Мы выпили, и я окончательно протрезвел. Мы жили с А.К. в одном мидовском кооперативе на Ленинском. Я не был с ним знаком. Он встречал меня у подъезда, возвращаясь с работы. Несмотря на мою антисоветскую деятельность, о которой знал весь дом, вид у меня был мирный. Я гулял со своим сыном, который в то время стал таким же заядлым велосипедистом на трех колесах, как и я в своем детстве. В тот вечер, когда он вернулся с работы, зная, что будет со мною в ближайшие дни, я окликнул его у лифта:
— Подождите.
Велосипед — в одной руке. Олега держу другой. Вид нелепый.
— Спасибо. Мне восьмой.
Он знал. Лифт пошел вверх. А.К. мучительно думал: надо сказать. Чтобы парень не сделал какую-нибудь глупость, не оказал им сопротивления. А вдруг у него есть оружие? Все будет небольно и недолго — только одну ночь. Дальше — самолет, снимут наручники, накормят завтраком, Франкфурт, свобода, новая жизнь. А то еще выбросится из окна? Мало ли что может случиться при задержании. Лифт остановился на восьмом этаже.
— До свидания, — вежливо улыбнулся я и потянул за собой Олега. Велосипед застрял в двери. Я дернул его на себя. — Черт!
А.К. кивнул. Я вышел.
— Извини.
— Ничего.
За окном орали попугаи. Обезьяны бегали по перилам балкона.
— Не представляешь себе, как я мучился… Я видел тебя и никак не мог понять, почему ты все еще здесь, почему тебя не высылают…

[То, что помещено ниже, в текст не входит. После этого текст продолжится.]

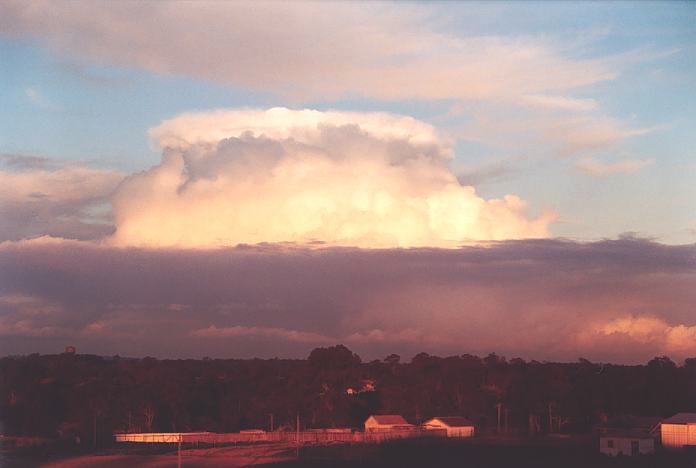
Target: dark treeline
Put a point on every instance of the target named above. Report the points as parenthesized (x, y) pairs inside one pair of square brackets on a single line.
[(69, 395)]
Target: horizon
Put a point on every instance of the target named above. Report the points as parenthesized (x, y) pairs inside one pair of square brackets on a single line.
[(247, 179)]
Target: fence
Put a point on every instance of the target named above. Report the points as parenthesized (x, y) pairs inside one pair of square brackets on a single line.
[(304, 437)]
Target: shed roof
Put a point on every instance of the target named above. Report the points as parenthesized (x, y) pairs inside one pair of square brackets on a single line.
[(681, 418), (454, 421), (389, 419)]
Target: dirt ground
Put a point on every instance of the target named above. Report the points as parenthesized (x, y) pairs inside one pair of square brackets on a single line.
[(230, 456)]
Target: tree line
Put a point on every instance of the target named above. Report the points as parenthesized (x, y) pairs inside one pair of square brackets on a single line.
[(69, 396)]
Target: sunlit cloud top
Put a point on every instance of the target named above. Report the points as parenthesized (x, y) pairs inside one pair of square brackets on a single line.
[(337, 178)]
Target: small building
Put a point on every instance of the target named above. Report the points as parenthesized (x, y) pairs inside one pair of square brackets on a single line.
[(678, 431), (456, 426), (387, 422), (628, 435)]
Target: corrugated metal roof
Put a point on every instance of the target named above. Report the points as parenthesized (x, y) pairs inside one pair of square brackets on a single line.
[(389, 419), (454, 421), (681, 418)]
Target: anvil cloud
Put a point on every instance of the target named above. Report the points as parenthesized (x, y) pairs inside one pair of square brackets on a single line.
[(280, 175), (625, 300)]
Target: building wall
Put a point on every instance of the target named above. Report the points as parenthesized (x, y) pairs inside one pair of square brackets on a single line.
[(460, 431), (678, 435), (623, 446)]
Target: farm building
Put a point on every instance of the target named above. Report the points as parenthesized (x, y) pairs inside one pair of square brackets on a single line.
[(628, 435), (456, 426), (387, 422), (678, 431)]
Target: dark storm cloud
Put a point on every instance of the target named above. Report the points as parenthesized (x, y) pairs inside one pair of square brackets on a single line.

— Саша, выпьем, — сказал я, чувствуя, что надрался.
<>
Предателю своего класса, мне в КГБ заочно присвоили кличку Воланд — что ж, спасибо им задним числом. Мои тогдашние беды — ерунда по сравнению с муками, которые выпали на долю Анатолия Марченко или Сахарова. Меня не били в лагерях, насильственно не кормили при голодовке. Но сущность общества, в котором я жил, моральную ткань людей, подлость и трусость одних, благородство других я понял в «метропольский» год так, как бы не понял за полжизни. «Я уже не говорю о рассказах, например, Ерофеева, — писал в газете довольно либеральный писатель Григорий Бакланов, ставший впоследствии другом перестройки, — которые вообще не имеют никакого отношения к литературе». Неужели маститый писатель не понимал, что подобные высказывания повлекут за собой свирепые оргвыводы? Начались репрессии, бившие почти по всем авторам «Метрополя»: запрещали книги (уже вышедшие не выдавались в библиотеках), спектакли, выгоняли с работы. Мое личное дело научного сотрудника ИМЛИ сначала арестовало КГБ (ужас на лице кадровички с кудряшками), потом меня оттуда тоже выгнали. Ненадолго; восстановили, решив, видимо, не превращать меня в тунеядца. Шепнули на улице: «Приходи в Институт», я пришел, меня понизили в должности, запретили заниматься французской литературой, сотрудники смотрели на меня издалека, впрочем, некоторые сочувственно здоровались, даже общались — отправили сначала в референтуру, а потом в особую ссылку — заниматься канадской литературой.